Musik sebagai alat untuk membangkitkan kepahlawanan, seperti genderang perang, diperbolehkan. Atau rebana yang dipukul untuk menghibur saat terjadinya peristiwa yang sangat membahagiakan, seperti ketika berlangsungnya walimah. Selama alat-alat music ini hanya dijadikan alat hiburan diri, tidak mengandung unsure kefasikan dan kekufuran, tidak mendorong dan menjerumus ke hal-hal yang diharamkan dan tidak membuat orang lalai seperti seruling gembala, maka di perbolehkan. Juga diperbolehkan kalau tidak untuk membangkitkan birahi, tidak merupakan adat kebiasaan orang-orang kafir dan fasik. Atau tidak untuk main-main dan menyia-nyiakan waktu, maka tidak dilarang.

“ Andaikata kebenaran itu menuruti hawa nafsu mereka, maka pasti binasalah langit dan bumi ini dan semua yang ada di dalamnya…”(Al-Mukminun: 71)

Karena itu di dalam masyarakat Muslim tidak aka nada sekolah music, Akademi music dan mata pelajaran music. Juga tidak ada anggaran untuk mengembangkan music dan semacamnya. Para musikus dan penyanyi tidak akan menjadi dambaan orang, malah mereka akan menjadi orang hina jika berada dalam suasana dosa.
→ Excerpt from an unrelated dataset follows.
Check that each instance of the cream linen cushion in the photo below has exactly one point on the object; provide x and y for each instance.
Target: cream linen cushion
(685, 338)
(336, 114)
Akan dipandang sebagai orang biasa bila mereka dapat memelihara kemusnahannya. Kecuali seorang bersuara bagus yang bisa melagukan lagu-lagu nasyid yang dapat membangkitkan intuisi yang baik. Tapi hal ini tidak boleh terlalu banyak. Biarkan seperti kedudukan garam dalam makanan. Cukup sedikit untuk mengenakkannya, malah kalau terlalu banyak akan merusak makanan tersebut.

Dengan demikian, di dalam masyarakat muslim tidak diperkenankan berdirinya tempat-tempat khusus untuk pertunjukkan music dan penyanyi- penyanyi wanita serta tidak boleh memperbanyak siaran-siaran lagu yang diperbolehkan. Cukup dijadikan selingan acara-acara lainnya. Tidak perlu banyak, cukup seperti garam dalam sayur, dan lagu-lagu ini tidak diiringi music. Pada hari-hari perayaan tertentu atau saat terjadinya peristiwa yang sangat menggembirakan, boleh menyanyikan lagu diiringi rebana atau alat-alat bunyi-bunyian lain yang dimubahkan, seperti seruling gembala.

Rasulullah bersabda, “Tidak beriman salah seorang dari kamu sehingga hawa nafsunya mengikuti apa yang aku bawa.” “ …Sedang orang-orang yang mengikuti hawa nafsunya bermaksud supaya kamu berpaling sejauh-jauhnya (dari kebenaran)” (An-Nisa’: 27).

Sastra, dalam masyarakat Islam, bertujuan untuk membangun jiwa manusia. Bukan untuk melampiaskan hawa nafsunya. Bukan pula untuk bersenang-senang yang menyeret jiwa manusia kepada kebatilan. Apakah sastra itu berbentuk novel, roman sejarah, puisi, makalah dll. Akan halnya nyanyian, harus dijaga batas-batasnya. Seorang laki-laki boleh bersenandung atau bernasyid yang di dengarkan laki-laki ataupun perempuan. Tapi dengan syarat senandung dan lagunya bersih, tidak mengandung unsure maksiat, dan wanita boleh juga menyanyi di depan kaum wanita, tapi dengan syarat lagu-lagunya bagus, tidak mengandung unsure maksiat.

Dalam Masyarakat Muslim, kecantikan, tubuh, pakaian daya tarik dan seluruh dandanan perempuan hanya diperuntukkan bagi suami. Sebab hanya suami yang berhak menikmati semua itu. Meskipun kaum kerabat dan mahramnya. Wanita-wanita lain yang diperbolehkan melihat perhiasan wanita, itu pun harus menjaga batas-batasnya. Jangan sampai menimbulkan birahi sesamanya. Masyarakat Muslim adalah masyarakat yang menyukai sesuatu yang di sukai Allah. Menyukai sifat malu, suci, mulia dan menjaga diri dari terjerumus ke jurang kesesatan.